A group of researchers from the University of Illinois at Urbana-Champaign have discovered the gene-editing tool TALEN outperforms CRISPR-Cas9 when applied to tightly-packed DNA molecules.

Their experiments revealed that TALEN is up to five times more efficient than CRISPR-Cas9 in parts of these genome, called heterochromatin.

Defects in this particular area of human DNA can cause a range of diseases, including Fragile X syndrome, sickle cell anaemia and beta-thalassemia.

University of Illinois at Urbana-Champaign chemical and biomolecular engineering professor Huimin Zhao said: “CRISPR is a very powerful tool that led to a revolution in genetic engineering, but it still has some limitations.

“We found that CRISPR works better in the less-tightly wound regions of the genome, but TALEN can access those genes in the heterochromatin region better than CRISPR.

“We also saw that TALEN can have higher editing efficiency than CRISPR. It can cut the DNA and then make changes more efficiently than CRISPR.”

Zhao and his colleagues used single-molecule fluorescence microscopy to directly observe how the two genome-editing tools performed in living mammalian cells.

Fluorescent-labelled tags enabled the researchers to measure how long it took CRISPR and TALEN to move along the DNA and to detect and cut target sites.

The results of the study showed that TALEN was as much as five times more efficient than CRISPR in multiple experiments.


Comparison study shows that TALEN gene-editing tool could be better for certain applications

CRISPR is a bacterial molecule that detects invading viruses and can carry one of several enzymes, such as Cas-9, that allow it to cut viral genomes at specific sites.

TALEN also scans DNA to find and target specific genes.
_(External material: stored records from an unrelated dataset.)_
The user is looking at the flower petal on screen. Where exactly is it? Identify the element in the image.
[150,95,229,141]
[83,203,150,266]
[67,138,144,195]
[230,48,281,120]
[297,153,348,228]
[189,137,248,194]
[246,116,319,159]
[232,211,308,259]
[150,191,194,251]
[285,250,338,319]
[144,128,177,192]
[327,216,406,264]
Both CRISPR and TALEN can be engineered to target specific genes to fight disease, improve crop plant characteristics or for other applications.

The ability of CRISPR-Cas9 to act like a pair of molecular scissors to cut out strands of human DNA was proven in 2013, and has since been looked upon as a potential tool for the future of disease prevention and treatment.

But the key relevance of this new research, according to Zhao and his colleagues, is that a broader selection of gene-editing tools is needed to target all parts of the genome.

The findings will lead to improved approaches for targeting various parts of the genome, Zhao said.

“Either we can use TALEN for certain applications, or we could try to make CRISPR work better in the heterochromatin,” he added.